There is not a lot of consistency in diet Coke. We have not seen it in the past few years and we don’t see it in these spots. About all we can discern of the brand positioning after watching these three spots is “diet Coke is for hip, energetic, attractive young people with a lot of free time on their hands.” But what is the value proposition? If you’re one of the millions of thirty or forty-something diet Coke drinkers, do you really aspire to slackerdom? Does it have the same appeal as being a gangsta, a player, a suave socialite, a Hilton? Does it express the inner you?

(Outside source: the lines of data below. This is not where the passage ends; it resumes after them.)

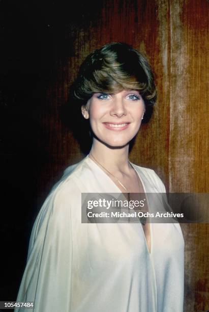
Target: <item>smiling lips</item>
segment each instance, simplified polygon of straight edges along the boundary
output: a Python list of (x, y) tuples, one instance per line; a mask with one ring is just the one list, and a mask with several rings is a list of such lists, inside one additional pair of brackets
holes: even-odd
[(130, 124), (130, 122), (103, 122), (104, 126), (110, 130), (120, 131), (126, 129)]

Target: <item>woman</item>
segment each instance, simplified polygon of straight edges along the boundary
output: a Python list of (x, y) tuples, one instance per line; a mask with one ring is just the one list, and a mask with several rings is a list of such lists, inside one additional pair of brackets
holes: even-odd
[(178, 224), (81, 221), (81, 193), (123, 192), (130, 199), (165, 192), (153, 170), (128, 159), (156, 99), (151, 68), (129, 45), (106, 44), (85, 60), (73, 90), (92, 146), (66, 169), (39, 212), (17, 301), (34, 301), (38, 312), (181, 312)]

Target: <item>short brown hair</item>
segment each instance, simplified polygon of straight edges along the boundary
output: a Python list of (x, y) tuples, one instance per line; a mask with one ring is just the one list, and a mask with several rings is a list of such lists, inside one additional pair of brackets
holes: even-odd
[(150, 108), (148, 111), (152, 112), (157, 95), (147, 61), (138, 51), (122, 42), (108, 43), (89, 54), (81, 65), (73, 89), (81, 106), (95, 93), (137, 90), (144, 101), (146, 111)]

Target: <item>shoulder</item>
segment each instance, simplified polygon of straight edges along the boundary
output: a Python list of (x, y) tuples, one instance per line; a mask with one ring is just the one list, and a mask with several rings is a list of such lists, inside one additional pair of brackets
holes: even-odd
[(165, 186), (160, 177), (157, 174), (155, 171), (148, 168), (141, 167), (132, 164), (135, 169), (137, 171), (140, 177), (144, 181), (149, 183), (160, 193), (165, 193), (166, 192)]

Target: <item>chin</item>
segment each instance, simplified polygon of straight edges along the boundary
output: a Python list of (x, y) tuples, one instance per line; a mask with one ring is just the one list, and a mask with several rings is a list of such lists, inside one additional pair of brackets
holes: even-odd
[(126, 145), (127, 145), (128, 144), (129, 144), (130, 141), (131, 140), (132, 138), (130, 138), (130, 139), (122, 139), (122, 140), (118, 140), (118, 139), (104, 139), (104, 138), (99, 138), (98, 137), (96, 137), (96, 139), (99, 141), (100, 142), (101, 142), (101, 143), (102, 143), (103, 144), (106, 145), (107, 146), (110, 147), (110, 148), (121, 148), (121, 147), (124, 147), (124, 146), (126, 146)]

Contrast this with the advertising that has built Sprite over the years and you’ll see the problem more clearly. Sprite didn’t hesitate to have an attitude, to avoid speaking to everyone because they were suffering at the hands of 7-Up. They made choices. They spoke the language of basketball and individualism and against establishment. And they became part of the urban social order in the process. Sprite doesn’t appeal to everyone but Sprite advertising appeals strongly to all sorts of real-life Sprite drinkers.
Finally, there is the question of ownability. Do these spots attach uniquely to diet Coke? There is a very significant effort to do this visually – between the constantly present diet Coke can and the bubbles. But how is this ownable? There’s nothing in these spots that might not attach as well to Diet Pepsi or any other carbonated caffienated diet drink. Or even a non-diet drink for that matter.
diet Coke doesn’t know why it exists and who it exists for. It fails to answer the basic question – how is a diet Coke drinker different from any other diet drinker? How does s/he see the world? Who is the hardcore diet Coke drinker?
None of this is entirely the fault of the current diet Coke brand team or the advertising agency. They are going to great pains to create something different and memorable. And the something – the ad – is pretty memorable. But the brand is not. And that’s because nobody seems to really understand what the brand stands for. Not the company. Not the agency. And not the consumer.
One final concern: is nobody at Coca-Cola worried about the diet Coke trademark? What’s with the full lowercase use of the brand in the tagline “it’s a diet coke thing” ??
Branding Bottom Line:
Full of sound and fury, these spots signify nothing.